Sektörler genelinde ise deprem öncesinde de kapasitelerin düşük seyrettiğini hatırlatan Fayat, “Yüzde 50-60 kapasite ile çalışan, hatta üretime ara veren tekstil şirketleri vardı. Deprem bu döneme denk geldi. İşler ilk haftalarda İstanbul, Karadeniz ve Trakya gibi bölgelere dağıtılmıştı. Şimdi tesisler Malatya’da da kısmi de olsa bu hafta ile birlikte açılmaya başlıyor. Kahramahmaraş ve Adıyaman daha büyük yara aldı. Maraş’ta toparlanma 5-6 ayı bulabilir. O bölge ile bağlantılı işlerde müşteriler maksimum 8 haftayı tolere edilebileceklerini söylüyor.
Tabi bunun da bir sonu var. Ekonomik bir kayba uğramak istemezler.

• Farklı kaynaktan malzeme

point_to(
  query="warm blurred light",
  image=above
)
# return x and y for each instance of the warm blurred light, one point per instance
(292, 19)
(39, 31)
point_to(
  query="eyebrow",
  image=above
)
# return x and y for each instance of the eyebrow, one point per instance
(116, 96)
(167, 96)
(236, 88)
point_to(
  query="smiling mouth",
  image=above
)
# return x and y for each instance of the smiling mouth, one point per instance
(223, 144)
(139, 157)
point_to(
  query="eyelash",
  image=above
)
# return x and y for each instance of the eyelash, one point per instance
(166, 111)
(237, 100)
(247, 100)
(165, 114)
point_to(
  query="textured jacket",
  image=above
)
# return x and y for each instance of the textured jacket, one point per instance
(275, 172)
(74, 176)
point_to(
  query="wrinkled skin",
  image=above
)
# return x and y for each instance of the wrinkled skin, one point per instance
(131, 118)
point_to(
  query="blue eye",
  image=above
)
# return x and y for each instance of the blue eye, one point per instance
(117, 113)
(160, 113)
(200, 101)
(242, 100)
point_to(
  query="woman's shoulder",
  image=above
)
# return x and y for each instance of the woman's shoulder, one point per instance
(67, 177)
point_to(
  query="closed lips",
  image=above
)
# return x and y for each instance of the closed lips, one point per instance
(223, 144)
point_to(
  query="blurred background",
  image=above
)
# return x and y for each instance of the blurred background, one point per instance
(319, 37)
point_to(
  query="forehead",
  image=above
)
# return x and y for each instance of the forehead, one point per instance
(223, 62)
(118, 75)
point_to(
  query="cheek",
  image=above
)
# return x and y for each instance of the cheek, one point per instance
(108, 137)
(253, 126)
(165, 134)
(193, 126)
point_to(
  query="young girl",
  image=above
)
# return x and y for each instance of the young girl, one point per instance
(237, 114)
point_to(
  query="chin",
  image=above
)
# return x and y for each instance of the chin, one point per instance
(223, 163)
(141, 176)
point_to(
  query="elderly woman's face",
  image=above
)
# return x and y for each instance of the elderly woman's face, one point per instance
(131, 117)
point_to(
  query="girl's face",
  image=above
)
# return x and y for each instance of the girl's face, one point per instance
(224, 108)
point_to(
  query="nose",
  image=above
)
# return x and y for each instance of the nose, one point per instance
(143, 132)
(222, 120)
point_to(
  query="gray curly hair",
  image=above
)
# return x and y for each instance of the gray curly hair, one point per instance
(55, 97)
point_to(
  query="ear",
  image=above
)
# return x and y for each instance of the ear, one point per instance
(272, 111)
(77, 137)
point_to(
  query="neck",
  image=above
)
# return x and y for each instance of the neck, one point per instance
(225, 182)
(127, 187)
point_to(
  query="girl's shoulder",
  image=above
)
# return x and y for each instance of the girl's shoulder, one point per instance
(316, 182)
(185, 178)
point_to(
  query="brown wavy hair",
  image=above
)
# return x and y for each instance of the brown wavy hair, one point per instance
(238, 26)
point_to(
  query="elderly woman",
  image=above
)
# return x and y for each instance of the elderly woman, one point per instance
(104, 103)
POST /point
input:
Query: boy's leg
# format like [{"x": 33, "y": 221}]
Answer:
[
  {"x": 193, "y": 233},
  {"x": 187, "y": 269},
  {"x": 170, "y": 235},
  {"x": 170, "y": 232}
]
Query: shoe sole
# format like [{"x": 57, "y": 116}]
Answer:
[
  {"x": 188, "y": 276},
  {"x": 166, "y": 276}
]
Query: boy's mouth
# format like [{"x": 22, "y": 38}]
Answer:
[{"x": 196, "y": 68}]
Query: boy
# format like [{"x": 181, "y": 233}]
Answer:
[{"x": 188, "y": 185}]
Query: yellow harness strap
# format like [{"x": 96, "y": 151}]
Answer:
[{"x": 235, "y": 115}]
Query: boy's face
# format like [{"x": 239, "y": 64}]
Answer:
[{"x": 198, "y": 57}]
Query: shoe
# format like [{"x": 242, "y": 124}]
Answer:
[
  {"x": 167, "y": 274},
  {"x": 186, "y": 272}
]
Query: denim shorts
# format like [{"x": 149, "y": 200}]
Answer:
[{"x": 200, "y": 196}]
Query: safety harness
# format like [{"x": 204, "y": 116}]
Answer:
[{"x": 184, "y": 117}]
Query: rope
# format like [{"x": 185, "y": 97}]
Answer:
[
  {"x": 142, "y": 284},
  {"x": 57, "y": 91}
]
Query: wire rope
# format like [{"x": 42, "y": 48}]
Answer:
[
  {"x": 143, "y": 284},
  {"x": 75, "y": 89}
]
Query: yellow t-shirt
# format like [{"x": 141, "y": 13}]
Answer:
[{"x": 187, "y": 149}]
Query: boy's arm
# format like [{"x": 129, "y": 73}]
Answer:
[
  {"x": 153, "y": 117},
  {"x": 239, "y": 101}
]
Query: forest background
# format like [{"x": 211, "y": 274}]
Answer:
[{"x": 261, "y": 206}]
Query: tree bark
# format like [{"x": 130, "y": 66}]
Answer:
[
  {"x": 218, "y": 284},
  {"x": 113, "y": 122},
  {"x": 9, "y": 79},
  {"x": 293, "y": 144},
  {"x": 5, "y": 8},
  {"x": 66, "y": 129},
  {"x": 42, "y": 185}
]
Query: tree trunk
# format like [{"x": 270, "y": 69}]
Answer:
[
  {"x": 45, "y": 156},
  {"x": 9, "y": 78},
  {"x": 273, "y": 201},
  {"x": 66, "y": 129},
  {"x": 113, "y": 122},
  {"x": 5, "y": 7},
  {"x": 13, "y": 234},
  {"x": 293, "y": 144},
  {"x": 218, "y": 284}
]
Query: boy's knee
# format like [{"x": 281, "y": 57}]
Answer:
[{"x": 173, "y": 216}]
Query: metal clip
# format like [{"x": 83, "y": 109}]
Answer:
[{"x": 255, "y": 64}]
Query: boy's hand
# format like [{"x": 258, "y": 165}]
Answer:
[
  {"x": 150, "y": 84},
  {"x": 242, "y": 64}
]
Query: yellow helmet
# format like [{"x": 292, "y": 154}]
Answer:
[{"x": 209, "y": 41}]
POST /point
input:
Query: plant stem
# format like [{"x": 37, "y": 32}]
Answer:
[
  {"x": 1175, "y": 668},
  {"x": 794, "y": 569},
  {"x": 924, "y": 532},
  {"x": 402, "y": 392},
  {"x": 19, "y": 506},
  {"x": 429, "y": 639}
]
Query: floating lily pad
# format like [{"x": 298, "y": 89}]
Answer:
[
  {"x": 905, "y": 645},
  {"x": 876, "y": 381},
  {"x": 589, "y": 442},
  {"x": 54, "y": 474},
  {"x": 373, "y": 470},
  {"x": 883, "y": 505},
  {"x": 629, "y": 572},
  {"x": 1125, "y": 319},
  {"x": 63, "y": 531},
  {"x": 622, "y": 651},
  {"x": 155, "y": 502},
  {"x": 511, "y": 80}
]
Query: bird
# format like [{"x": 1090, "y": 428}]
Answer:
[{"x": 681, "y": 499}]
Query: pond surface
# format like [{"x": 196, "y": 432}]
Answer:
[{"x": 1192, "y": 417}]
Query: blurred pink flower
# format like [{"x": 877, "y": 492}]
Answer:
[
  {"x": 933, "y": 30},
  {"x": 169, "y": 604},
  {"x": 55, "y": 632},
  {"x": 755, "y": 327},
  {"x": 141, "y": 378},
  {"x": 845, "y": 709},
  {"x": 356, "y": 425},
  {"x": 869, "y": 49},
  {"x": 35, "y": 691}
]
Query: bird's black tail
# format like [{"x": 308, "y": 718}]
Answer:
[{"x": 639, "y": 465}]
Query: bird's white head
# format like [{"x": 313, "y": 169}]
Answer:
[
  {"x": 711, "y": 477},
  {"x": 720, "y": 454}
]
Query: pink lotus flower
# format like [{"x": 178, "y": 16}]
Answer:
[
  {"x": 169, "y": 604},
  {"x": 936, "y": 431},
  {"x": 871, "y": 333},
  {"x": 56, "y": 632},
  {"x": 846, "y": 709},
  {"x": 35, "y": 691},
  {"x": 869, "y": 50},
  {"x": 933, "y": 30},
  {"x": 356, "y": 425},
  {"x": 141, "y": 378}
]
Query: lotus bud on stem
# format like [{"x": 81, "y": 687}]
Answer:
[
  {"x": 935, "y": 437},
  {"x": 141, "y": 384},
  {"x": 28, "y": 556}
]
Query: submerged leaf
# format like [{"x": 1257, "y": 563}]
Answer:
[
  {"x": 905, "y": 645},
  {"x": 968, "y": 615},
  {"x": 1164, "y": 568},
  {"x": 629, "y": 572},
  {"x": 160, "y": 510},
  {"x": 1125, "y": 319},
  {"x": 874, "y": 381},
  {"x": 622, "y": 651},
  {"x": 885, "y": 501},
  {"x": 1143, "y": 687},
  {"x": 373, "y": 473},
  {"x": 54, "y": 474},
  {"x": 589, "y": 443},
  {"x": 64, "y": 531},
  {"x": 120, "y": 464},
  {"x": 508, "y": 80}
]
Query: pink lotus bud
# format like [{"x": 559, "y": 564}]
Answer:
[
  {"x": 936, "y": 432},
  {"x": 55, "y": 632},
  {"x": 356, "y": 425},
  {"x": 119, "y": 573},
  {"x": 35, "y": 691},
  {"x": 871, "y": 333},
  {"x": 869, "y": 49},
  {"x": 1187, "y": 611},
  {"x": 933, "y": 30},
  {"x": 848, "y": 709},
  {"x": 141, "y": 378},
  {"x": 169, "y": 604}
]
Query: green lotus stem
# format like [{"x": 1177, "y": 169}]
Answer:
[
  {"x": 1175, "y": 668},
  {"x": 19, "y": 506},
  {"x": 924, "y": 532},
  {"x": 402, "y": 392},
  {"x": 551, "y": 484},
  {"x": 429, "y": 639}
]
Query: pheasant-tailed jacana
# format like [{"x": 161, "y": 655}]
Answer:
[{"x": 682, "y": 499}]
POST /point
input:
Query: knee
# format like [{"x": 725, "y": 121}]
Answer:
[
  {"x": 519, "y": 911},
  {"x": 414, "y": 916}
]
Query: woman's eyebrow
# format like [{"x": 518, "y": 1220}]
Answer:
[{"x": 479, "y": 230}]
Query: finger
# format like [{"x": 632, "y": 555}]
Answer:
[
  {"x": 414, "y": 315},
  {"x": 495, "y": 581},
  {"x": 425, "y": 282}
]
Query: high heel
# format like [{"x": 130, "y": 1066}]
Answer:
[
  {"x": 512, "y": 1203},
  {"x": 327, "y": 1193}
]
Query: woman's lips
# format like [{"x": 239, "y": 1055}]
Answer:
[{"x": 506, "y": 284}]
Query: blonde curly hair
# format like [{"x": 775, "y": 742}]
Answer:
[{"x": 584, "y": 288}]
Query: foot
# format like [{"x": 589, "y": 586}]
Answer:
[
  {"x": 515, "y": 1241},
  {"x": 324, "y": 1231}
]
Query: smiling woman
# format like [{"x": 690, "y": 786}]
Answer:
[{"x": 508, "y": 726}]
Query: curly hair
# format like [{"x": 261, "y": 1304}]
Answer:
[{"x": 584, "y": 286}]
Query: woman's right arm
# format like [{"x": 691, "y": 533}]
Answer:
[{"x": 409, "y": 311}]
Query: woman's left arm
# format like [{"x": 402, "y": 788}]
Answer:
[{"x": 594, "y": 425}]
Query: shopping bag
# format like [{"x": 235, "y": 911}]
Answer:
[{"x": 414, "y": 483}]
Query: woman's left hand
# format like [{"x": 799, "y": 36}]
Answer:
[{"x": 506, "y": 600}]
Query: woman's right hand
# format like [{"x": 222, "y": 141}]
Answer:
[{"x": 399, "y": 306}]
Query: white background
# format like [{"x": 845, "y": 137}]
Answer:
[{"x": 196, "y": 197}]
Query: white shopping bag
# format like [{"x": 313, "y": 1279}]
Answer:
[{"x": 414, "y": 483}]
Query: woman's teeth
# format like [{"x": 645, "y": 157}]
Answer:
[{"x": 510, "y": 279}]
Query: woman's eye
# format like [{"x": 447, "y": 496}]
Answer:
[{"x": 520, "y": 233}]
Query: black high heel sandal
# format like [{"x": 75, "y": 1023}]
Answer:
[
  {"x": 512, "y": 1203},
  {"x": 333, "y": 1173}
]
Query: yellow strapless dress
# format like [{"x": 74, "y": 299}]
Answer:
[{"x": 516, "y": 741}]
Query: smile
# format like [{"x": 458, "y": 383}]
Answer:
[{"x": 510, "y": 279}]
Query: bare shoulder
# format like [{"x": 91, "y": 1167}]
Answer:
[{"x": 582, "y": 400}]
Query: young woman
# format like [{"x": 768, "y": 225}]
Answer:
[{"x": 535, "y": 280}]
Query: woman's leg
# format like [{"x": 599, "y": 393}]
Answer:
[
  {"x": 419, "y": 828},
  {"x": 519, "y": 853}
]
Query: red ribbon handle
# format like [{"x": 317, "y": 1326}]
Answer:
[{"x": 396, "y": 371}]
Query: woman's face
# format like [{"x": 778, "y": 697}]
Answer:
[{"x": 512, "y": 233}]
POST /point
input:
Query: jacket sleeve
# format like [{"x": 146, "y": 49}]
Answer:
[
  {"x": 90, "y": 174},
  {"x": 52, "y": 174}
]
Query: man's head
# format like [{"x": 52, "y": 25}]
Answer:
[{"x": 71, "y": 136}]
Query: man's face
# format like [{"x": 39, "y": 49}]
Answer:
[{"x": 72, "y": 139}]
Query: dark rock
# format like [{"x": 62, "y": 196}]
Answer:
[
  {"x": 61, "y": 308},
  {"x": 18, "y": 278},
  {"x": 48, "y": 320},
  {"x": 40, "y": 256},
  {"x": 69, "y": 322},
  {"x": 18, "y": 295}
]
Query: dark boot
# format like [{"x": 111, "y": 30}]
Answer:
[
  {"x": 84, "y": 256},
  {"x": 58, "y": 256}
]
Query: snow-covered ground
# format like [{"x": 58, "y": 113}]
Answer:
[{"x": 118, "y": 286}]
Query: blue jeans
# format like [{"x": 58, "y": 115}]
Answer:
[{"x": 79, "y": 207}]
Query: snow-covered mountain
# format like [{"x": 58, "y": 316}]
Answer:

Konfeksiyon biraz daha planlanabiliyor ama dokuma kısmı öyle değil. Dolayısıyla Kahramanmaraş ve Adıyaman’daki tesisler için oradaki çalışanları orada tutacak çok acil önlemler alınması gerekiyor” dedi. Müşterilerimiz siparişleri bize kaydırmak istiyor Tekstil ihracatının depremden hazır giyime göre daha çok daha fazla etkileneceğini belirten Fayat, şöyle devam etti:
“Hazır giyimde deprem öncesinde de durum iyi değildi. Fiyat verilemiyor iş alınamıyordu. Bangladeş ile fi yat farkımız yüzde 20-25’ten yüzde 45-50’ye çıktı. Sıfır gümrük ile AB’ye mal satan rakipten bahsediyorum. Gözümüzün önünde işler kaçıyordu. Şimdi özellikle kur baskısı yüzünden 2019 ihracatının da gerisine düşülecek endişesi yaşıyoruz. Bu baskı devam ettiği sürece yeni iş almak da zor.
Deprem nedeni ile müşterilerimiz siparişleri bize kaydırmak istiyor. Bunu hissediyoruz. Biz de ‘yapacağınız en iyi şey bize iş vermeniz’ diyoruz. İş olmazsa toparlanma zaman alır. Müşteriler daha fazla iş vermeye razı ama fazla fiyat vermek istemiyor. Acımasız kırıcı rekabet, depremle birlikte daha da zorlaştı. Bu nedenle en azından TL maliyetimiz olan yüzde 35’lik kısım için en az yüzde 15 daha yüksek kur uygulanabilir.”
Halı ihracatı %50, giyim %17, tekstil %22 geriledi
Depremin etkili olduğu iller Türkiye hazır giyim, tekstil ve halı sektörlerinin merkezleri arasında yer alıyor. İhracatçı birlikleri rakamlarına göre geçen yıl gerçekleştirilen 2,7 milyar dolarlık halı ihracatının 1,9 milyar doları, 12,9 milyar dolarlık tekstil ihracatının da 3,3 milyar doları ve 21,2 milyar dolarlık hazır giyim ihracatının 541 milyon doları afet bölgesi ilan edilen 11 il tarafından gerçekleştirdi.
Söz konusu iller sadece ihracat değil iç pazar için de önemli satış hacmine sahip. Her ne kadar düşen dış talep nedeniyle ihracatta düşüş beklense de 6 Şubat’ta gerçekleşen depremin etkisi ile ihracattaki düşüş oranı çok daha yüksek oranda gerçekleşti. 1
-26 Şubat tarihleri arasında halı ihracatı bir önceki yılın aynı dönemine göre yüzde 50 düşerek 118 milyon dolara, tekstil ve hammaddeleri ihracatı yüzde 22,6 düşerek 654 milyon dolara ve hazır giyim ihracatı da yüzde 17 düşerek 1,5 milyar dolara geriledi. Sektör temsilcileri, düşüşün yüzde 10 civarında kısmının dış talepte beklenen düşüş olduğunu, kalanın ise deprem etkisi ile geciken siparişlerden kaynaklandığını dile getirdi.